More exotic possibilities could arise later, Abouraddy adds, including new “metamaterials” with advanced optical properties that were previously unattainable.
The basic process involves creating a large polymer cylinder, called a “preform,” containing an internal semiconductor cylinder core that is an exact scaled-up model of the final fiber structure; this preform is then heated until it is soft enough to be pulled into a thin fiber, like taffy. The internal structure of the fiber, made of materials that all soften at the same temperature, retains the internal configuration of the original cylinder.
The fiber is then heated further so that the semiconducting core forms a liquid, producing a series of discrete spherical droplets within the otherwise continuous fiber. This same phenomenon causes a diminishing stream of water from a faucet to eventually break up into a stream of droplets, famously captured by MIT’s Harold “Doc” Edgerton in his stroboscopic images.
Abouraddy says that during a visit to ancient temples in his native Egypt, he found an inscription showing that even long ago, people were aware of this degradation of a stream of water into droplets — caused by a process now known as Rayleigh instability.
In the new fabrication process developed by Abouraddy and Fink’s team, these droplets “freeze” in place as the fiber solidifies; the preform’s polymer sheath then keeps them locked in place until it is later dissolved away.
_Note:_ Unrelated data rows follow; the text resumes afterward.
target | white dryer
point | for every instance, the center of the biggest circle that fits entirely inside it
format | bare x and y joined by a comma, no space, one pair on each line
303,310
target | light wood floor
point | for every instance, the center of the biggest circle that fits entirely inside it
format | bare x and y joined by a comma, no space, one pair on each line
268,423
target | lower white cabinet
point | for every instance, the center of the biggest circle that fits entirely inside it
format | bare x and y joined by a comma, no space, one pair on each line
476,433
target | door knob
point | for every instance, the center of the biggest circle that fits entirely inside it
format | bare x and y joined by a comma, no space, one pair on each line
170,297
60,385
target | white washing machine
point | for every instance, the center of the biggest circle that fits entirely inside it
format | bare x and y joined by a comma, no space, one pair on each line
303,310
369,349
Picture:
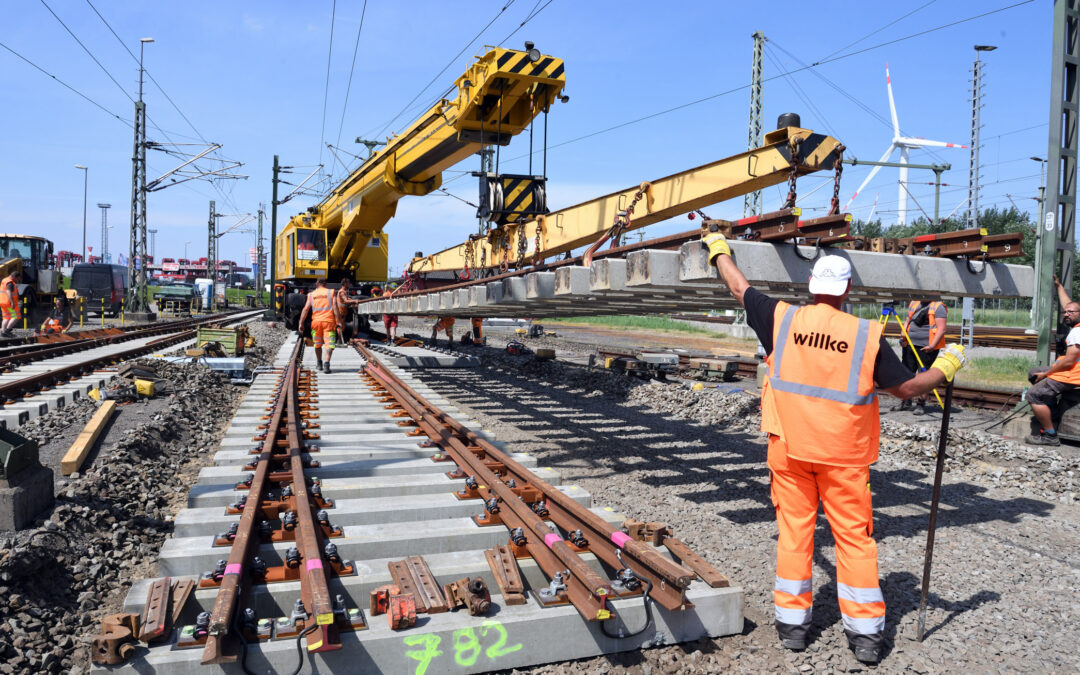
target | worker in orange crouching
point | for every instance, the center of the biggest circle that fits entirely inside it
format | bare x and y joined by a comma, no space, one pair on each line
446,325
820,412
325,322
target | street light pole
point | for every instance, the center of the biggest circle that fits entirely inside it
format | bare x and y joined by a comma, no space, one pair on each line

This overcomes another problem with traditional production of nanoparticles: their tendency to clump together.
In principle, Abouraddy says, the discovery of this process for forming particles could have come many years ago. But even after theorists had predicted that such instabilities could form in the process of drawing fibers, the new discovery came by accident: Joshua Kaufman, a student of Abouraddy’s, was trying to produce fibers, but his experiment “failed” when the fiber kept breaking up into droplets.
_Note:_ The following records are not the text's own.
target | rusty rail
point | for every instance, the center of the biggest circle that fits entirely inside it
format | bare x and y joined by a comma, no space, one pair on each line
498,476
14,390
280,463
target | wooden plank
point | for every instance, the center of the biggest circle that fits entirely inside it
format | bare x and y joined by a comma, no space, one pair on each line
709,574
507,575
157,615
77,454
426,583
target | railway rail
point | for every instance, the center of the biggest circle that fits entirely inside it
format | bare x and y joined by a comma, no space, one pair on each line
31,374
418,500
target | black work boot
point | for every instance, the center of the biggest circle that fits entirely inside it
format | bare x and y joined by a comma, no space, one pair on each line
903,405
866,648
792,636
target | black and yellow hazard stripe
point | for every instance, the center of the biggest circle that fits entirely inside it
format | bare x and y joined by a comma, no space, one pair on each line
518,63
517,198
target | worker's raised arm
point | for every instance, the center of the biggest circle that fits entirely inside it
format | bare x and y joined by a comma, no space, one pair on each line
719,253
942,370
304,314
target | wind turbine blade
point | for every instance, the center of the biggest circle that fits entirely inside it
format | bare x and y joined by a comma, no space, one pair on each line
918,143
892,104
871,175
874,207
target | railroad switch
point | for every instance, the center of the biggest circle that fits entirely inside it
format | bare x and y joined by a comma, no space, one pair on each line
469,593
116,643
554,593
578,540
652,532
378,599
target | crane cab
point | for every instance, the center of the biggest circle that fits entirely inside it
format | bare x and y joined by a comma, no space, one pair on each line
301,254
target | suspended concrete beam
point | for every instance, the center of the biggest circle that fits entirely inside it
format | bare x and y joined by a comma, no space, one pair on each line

Abouraddy, who knew about the theoretical possibility, immediately recognized that this “failure” was actually an important discovery — one that had eluded previous attempts simply because the process requires a precise combination of timing, temperature and materials. Kaufman is the lead author of the Nature paper.
“The ability to harness and control the fleeting fluid instability within a fiber has profound implications for future devices,” Fink says, and could lead to a wide variety of uses. While the group has demonstrated the production of six-segment “beach ball” particles, in principle much more complex structures, made of a variety of materials, should also be possible, he says. Any material that could be drawn into a fiber could now, in principle, be made into a small particle.
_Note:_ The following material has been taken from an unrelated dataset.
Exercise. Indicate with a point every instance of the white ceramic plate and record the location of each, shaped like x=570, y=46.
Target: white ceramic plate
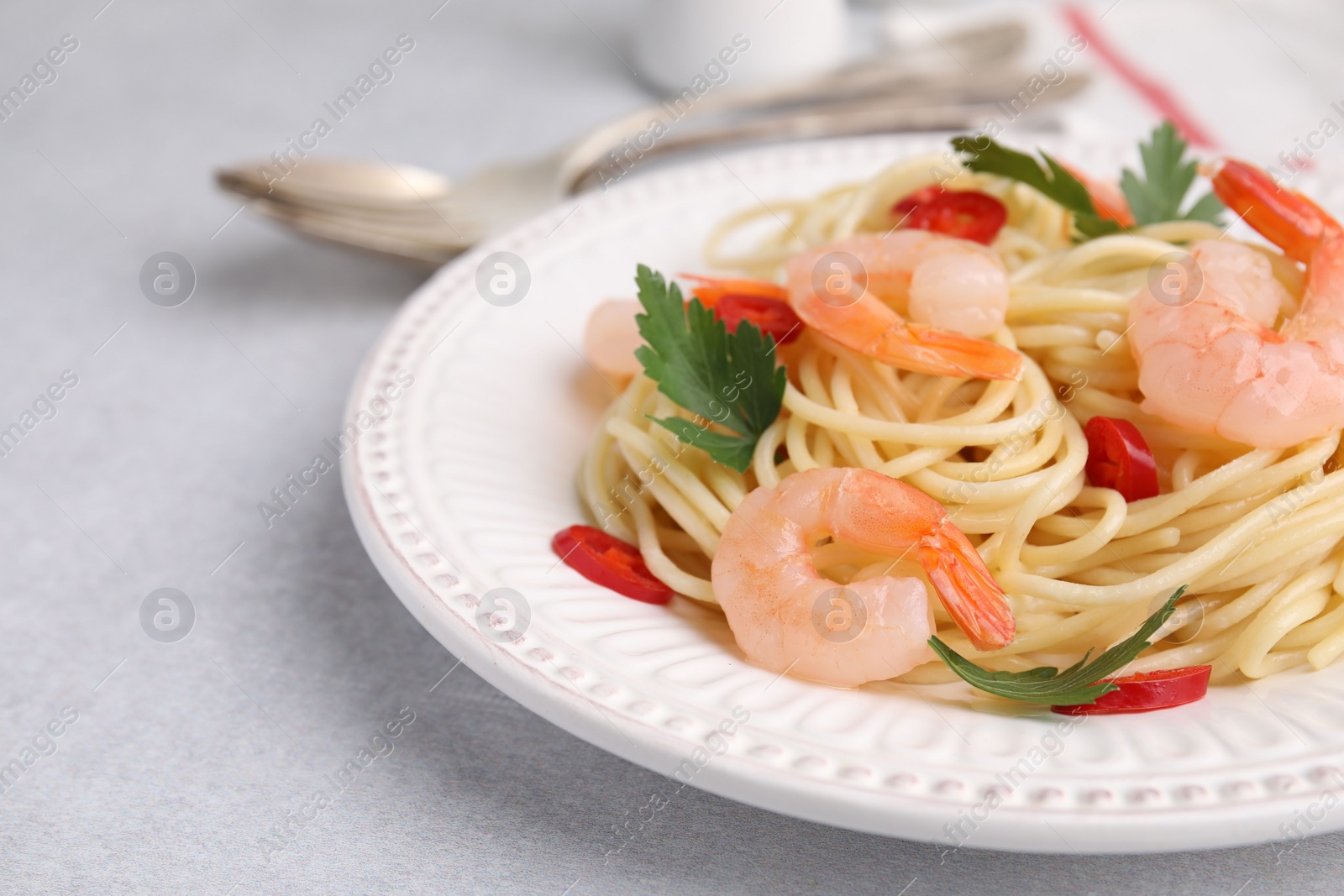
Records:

John Ballato, director of the Center for Optical Materials Science and Engineering Technologies at Clemson University, who was not involved in the new work, says that this fiber-draw production method is “a major step forward for the scale-up of designed nanoparticles with controlled chemistry and shape.” In addition to its potentially useful applications, Ballato says, this method “also yields new scientific insights” into Rayleigh instability, “a phenomenon that has been well studied, as anyone with a leaky faucet knows all too well.”
Malvin Teich, a professor emeritus of electrical and computer engineering at Boston University and Columbia University, says the approach used by these researchers “is novel and inventive, and it promises significant applications ranging from the fabrication of unique metamaterials to the delivery of drugs.” He adds, “The work is particularly significant because the approach is scalable, and because of the superior uniformity of the sizes and shapes of the particles produced, compared to what can be achieved using other techniques.”
The work was supported by the National Science Foundation, the Air Force Office of Scientific Research and the Army Research Office through MIT’s Institute for Soldier Nanotechnologies.